Verapamil enhances mitochondrial function in stressed MIN6 cells. To assess mitochondrial function, MIN6 cells were grown in a high-glucose medium and exposed to either diabetogenic stressors (STZ or a T1D-cytokine mix) with different timings of 50 µM verapamil treatment under pre-, post-, or co-treatment conditions. The cellular oxygen consumption rate (OCR) was measured by metabolic flux analysis following sequential treatment with 1 µM oligomycin, 2 µM FCCP, and 0.5 µM rotenone/antimycin A. (A–C) Verapamil alone: 50 μM verapamil (24 h) increased both basal (B) and maximal (C) OCR compared to the untreated controls. (D–F) Pre-treatment: cells pretreated with verapamil before stress exposure maintained higher basal respiration (E) and maximal respiration (F). (G–I) Post-treatment: verapamil administration after stress improved basal OCR (H) and maximal OCR (I). (J–L) Co-treatment: simultaneous verapamil + stressor treatment preserved basal respiration (K) and maximal respiration (L).
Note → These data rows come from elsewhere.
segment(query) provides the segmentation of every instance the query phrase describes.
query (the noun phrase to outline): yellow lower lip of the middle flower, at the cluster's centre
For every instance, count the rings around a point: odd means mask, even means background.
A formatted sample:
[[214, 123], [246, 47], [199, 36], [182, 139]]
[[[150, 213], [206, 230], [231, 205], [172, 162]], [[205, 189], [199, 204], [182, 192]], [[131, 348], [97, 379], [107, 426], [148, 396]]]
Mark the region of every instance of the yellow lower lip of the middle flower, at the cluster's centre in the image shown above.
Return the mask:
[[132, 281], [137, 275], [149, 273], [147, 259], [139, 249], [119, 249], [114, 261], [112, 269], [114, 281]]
The OCR data were normalized to the total protein extract measurements. The experimental groups were compared using two-way analysis of variance (ANOVA), with a statistically significant set at p-values < 0.05 considered statistically significant, and n = 4 per group. * p < 0.05, ** p < 0.01, *** p < 0.001, and **** p < 0.0001.

Figure 4

Verapamil treatments overcome the cytotoxic effect of MTZ in zebrafish larvae. (A) Experimental timeline and treatment groups. Larvae (3 dpf) were randomly divided into five groups: Group 1 (untreated), normal developmental control; Group 2 (MTZ alone), larvae exposed to 10 mM MTZ for 24 h (to damage β-cells); Group 3 (Verapamil → MTZ), pre-treatment with 10 µM verapamil for 24 h before 10 mM MTZ exposure for 48 h; Group 4 (MTZ → Verapamil), post-treatment with 10 µM verapamil for 48 h after 10 mM MTZ insult for 24 h; Group 5 (MTZ + Verapamil), co-treatment with both 10 µM verapamil and 10 mM MTZ for 72 h. mCherry fluorescence reporter protein (ChFP) expressed in the larvae’s β-cells was imaged at 4 dpf (T0) and 6 dpf (T1). The change in ChFP intensity between T0 and T1 was measured. (B) Representative images of β-cells (red fluorescence) at T0 post-MTZ damage and T1 at recovery phase. Inserts show the magnified ChFP area. (C) Quantification of β-cell fluorescence (ChFP) at T1. Untreated Group 1 showed the physiological development of β-cells. The MTZ-alone group, Group 2, showed severe loss of fluorescence at T1, whereas the verapamil-treated groups 3–5 showed an improved β-cell preservation or recovery. Images were taken using Stereo Discovery 1.2 ZIESS microcopy. Experiments were performed in three independent trials (n = 20–30 larvae/group). Data are presented as mean ± SEM values. * p = 0.016, ** p = 0.01, *** p = 0.0004.